Mahkemece; davanın kabulü ile 135.927,11 TL maddi ve 10.000 TL manevi tazminatın dava tarihinden itibaren işleyecek yasal faizi ile birlikte davalıdan alınarak davacıya verilmesine karar verilmiş, hüküm süresi içerisinde davalı vekili tarafından temyiz edilmiştir.

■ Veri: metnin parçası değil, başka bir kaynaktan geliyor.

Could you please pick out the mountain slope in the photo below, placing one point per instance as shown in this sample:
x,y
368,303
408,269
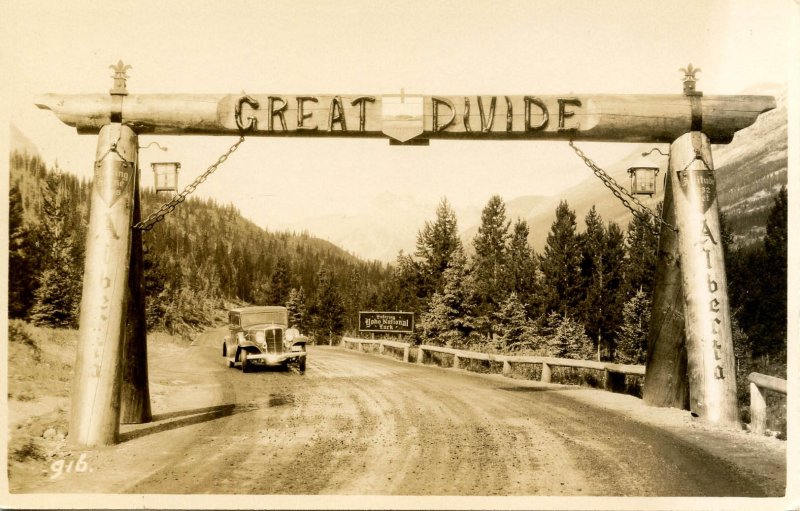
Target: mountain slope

1- 4822 sayılı yasa ile değişik 4077 sayılı Tüketicinin Korunması Hakkında Kanunun “Amaç” başlıklı 1.maddesinde yasanın amacı açıklandıktan sonra “Kapsam” başlıklı 2. maddesinde “Bu kanun, birinci maddesinde belirtilen amaçlarla mal ve hizmet piyasalarında tüketicinin taraflardan birini oluşturduğu her türlü tüketici işlemini kapsar” hükmüne yer verilmiştir. Yasanın 3. maddesinde mal; alışverişe konu olan taşınır eşyayı, konut ve tatil amaçlı taşınmaz malları ve elektronik ortamda kullanılmak üzere hazırlanan yazılım, ses, görüntü ve benzeri gayri maddi malları, hizmet; bir ücret veya menfaat karşılığında yapılan mal sağlama dışındaki her türlü faaliyeti ifade eder. Satıcı; kamu tüzel kişileri de dahil olmak üzere ticari veya mesleki faaliyetleri kapsamında tüketiciye mal sunan gerçek veya tüzel kişileri kapsar. Tüketici ise bir mal veya hizmeti ticari veya mesleki olmayan amaçlarla edinen, kullanan veya yararlanan gerçek ya da tüzel kişiyi ifade eder şeklinde tanımlanmıştır. Bir hukuki işlemin 4077 sayılı yasa kapsamında kaldığının kabul edilmesi için yasanın amacı içerisinde yukarıda tanımları verilen taraflar arasında mal ve hizmet satışına ilişkin bir hukuki işlemin olması gereklidir.
Somut uyuşmazlıkta; davacının davalı otele yemek yeme amacıyla gittiği, bu sırada dava konusu olayın meydana geldiği, davacının tüketici konumunda olduğu anlaşılmaktadır4077 sayılı Kanunun 23.maddesi, bu kanunun uygulanması ile ilgili her türlü ihtilafa Tüketici Mahkemelerinde bakılacağını öngörmüştür.
Mahkemelerin görevinin kamu düzenine ilişkin olması nedeniyle yargılamanın her aşamasında re’sen dikkate alınması gerekir. Bu nedenle o yerde ayrı bir tüketici mahkemesi varsa davanın tüketici mahkemesinde görülmesi aksi halde davaya tüketici mahkemesi sıfatıyla bakılması gerektiği gözetilmeden, anılan kanun hükmüne aykırı şekilde genel mahkeme tarafından hüküm verilmesi usul ve yasaya aykırıdır.
2-)Bozma nedenlerine göre davalının diğer temyiz itirazlarının bu aşamada incelenmesine gerek görülmemiştir. SONUÇ: Yukarıda birinci bentte açıklanan nedenlerle hükmün HUMK.nun 428. maddesi gereğince BOZULMASINA, ikinci bentte açıklanan nedenle davacı tarafın diğer temyiz itirazlarının incelenmesine şimdilik yer olmadığına, peşin alınan temyiz harcının istek halinde temyiz edene iadesine, 6100 sayılı HMK"nun geçici madde 3 atfıyla 1086 sayılı HUMK.nun 440.maddesi gereğince karar düzeltme yolu açık olmak üzere, 17/05/2018 gününde oybirliğiyle karar verildi.